Nichée dans le village brabançon de Perwez, la Ferme du Ponceau rassemble deux générations d’agriculteurs. Avec son épouse et ses beaux-parents, Thibaut Desmet y exploite une bonne centaine d’hectares de cultures et de prairies sur lesquels il cultive betteraves, céréales, maïs, pois et autres, tout en élevant du bétail pour la production de viande et de produits laitiers vendus directement à la ferme. Un bétail qu’il veille à nourrir au maximum avec des aliments issus de l’exploitation. “Je suis un des premiers à cultiver du lin oléagineux pour engraisser mes bêtes en circuit court, s’enorgueillit-il. Cela m’évite de devoir l’acheter en France. Je cultive aussi de l’orge brassicole pour la brasserie Valduc et je suis également membre de la coopérative ‘En direct de mon élevage’ qui propose de la viande aux supermarchés sans passer par des intermédiaires.”Autant d’exemples qui illustrent sa philosophie de travail : proximité, diversité, qualité et transparence.

Plant C, le maillon vert
©Christel Lerebourg

Remettre de la vie dans les campagnes de Hesbaye

Son dernier projet pourtant, n’a rien à voir avec une nouvelle diversification. Thibaut a en effet choisi de faire appel aux services de Plant C pour réimplanter plus de 800 mètres de haies sur des parcelles à proximité de la ferme. Une démarche qu’il entreprend “pour remettre de la biodiversité dans les campagnes”, explique-t-il. “Moi, je proviens de Beauvechain où la base militaire n’a jamais accepté de remembrements des terres. On a conservé des petites parcelles avec des haies, des fossés… Quand on se balade là-bas, on voit de tout : du petit gibier, des chevreuils, des oiseaux… Ici, dans les plaines de Thorembais-Saint-Trond, on a tout arraché lors du remembrementil y a trente ans. Il n’y a plus de vie”.

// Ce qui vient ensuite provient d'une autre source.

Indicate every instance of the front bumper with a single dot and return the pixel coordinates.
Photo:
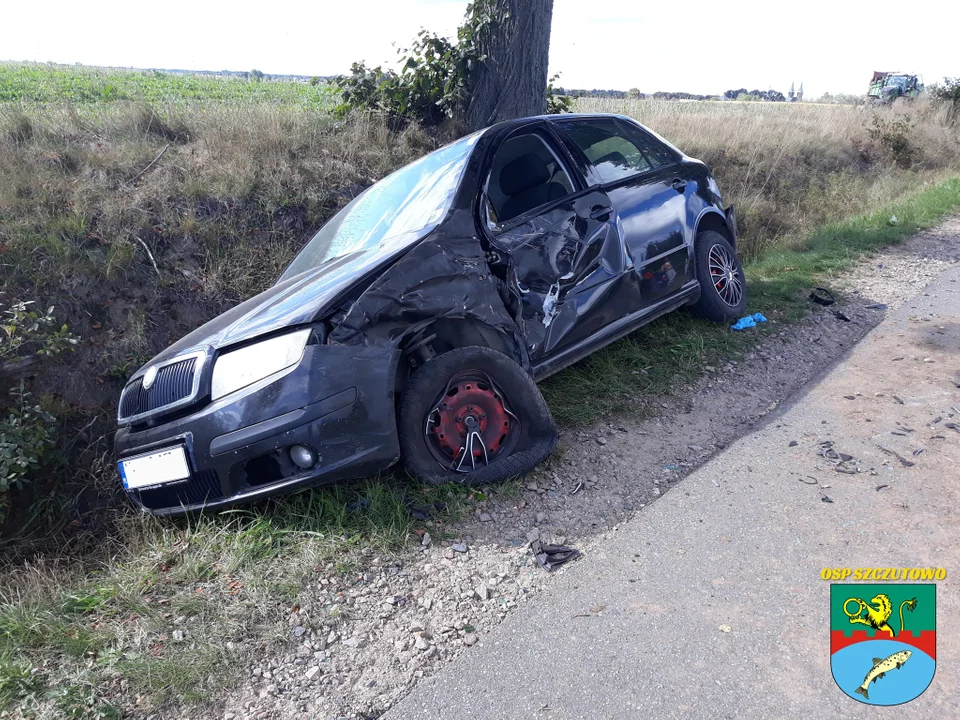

Au départ il souhaitait installer des arbres fruitiers pour pouvoir proposer aux voisins de faire leur cueillette, mais l’entretien et la taille se sont avérés trop compliqués à gérer. Il s’est donc rabattu sur des haies pour lesquelles il souhaite faire appel à des essences diversifiées, notamment des petits fruits rouges dont pourront profiter les promeneurs. Ces haies offriront également un coupe-vent et de l’ombre à son bétailtrès exposé aux aléas de la météo dans ces plaines dénudées. “J’ai aussi envie d’avoir des plantes mariant différentes couleurs et qui fleurissent à différents moments pour l’aspect paysager”, complète-t-il. Et s’il a choisi de se tourner vers Plant C plutôt que de faire appel à d’autres programmes de replantation mis sur pied par les pouvoirs publics, c’est parce que “les agriculteurs reçoivent déjà beaucoup d’aides et que celles-ci sont souvent liées à des contraintes difficiles à tenir. Je préférais un projet que je peux gérer à ma façon.”

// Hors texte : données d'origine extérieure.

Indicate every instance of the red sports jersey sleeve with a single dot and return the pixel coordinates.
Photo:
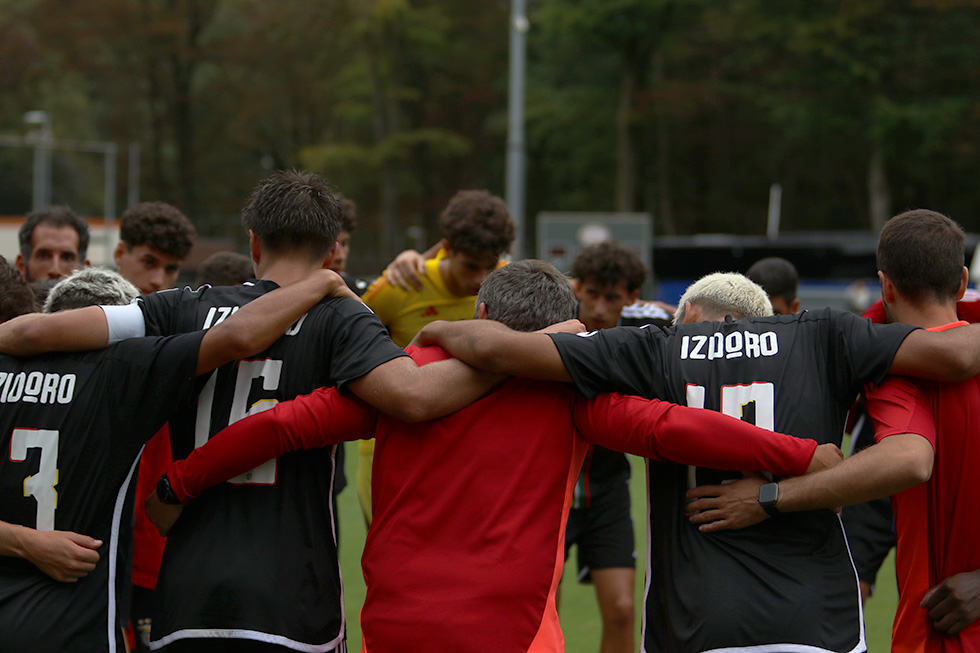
(898, 406)
(321, 418)
(663, 431)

La plantation de haies ne sera réalisée qu’à la fin de cette année, mais Thibaut est ébahi par l’accueil très positif déjà récolté par son initiative. “J’ai des clients qui sont venus retirer un colis de viande à la ferme et qui voulaient me donner 20 € pour les plantations”, sourit-il, expliquant que les haies sont aussi un moyen de retisser du lien avec la population et d’expliquer son métier qui souffre trop souvent d’une perception négative. “On n’a rien à cacher mais on ne doit pas travailler avec des œillères. Si je veux de l’avenir pour mon garçon qui montre des envies de poursuivre la ferme, ce n’est pas en allant contre les citoyens que je vais lui assurer. Je veux être à leur écoute et avancer avec eux.”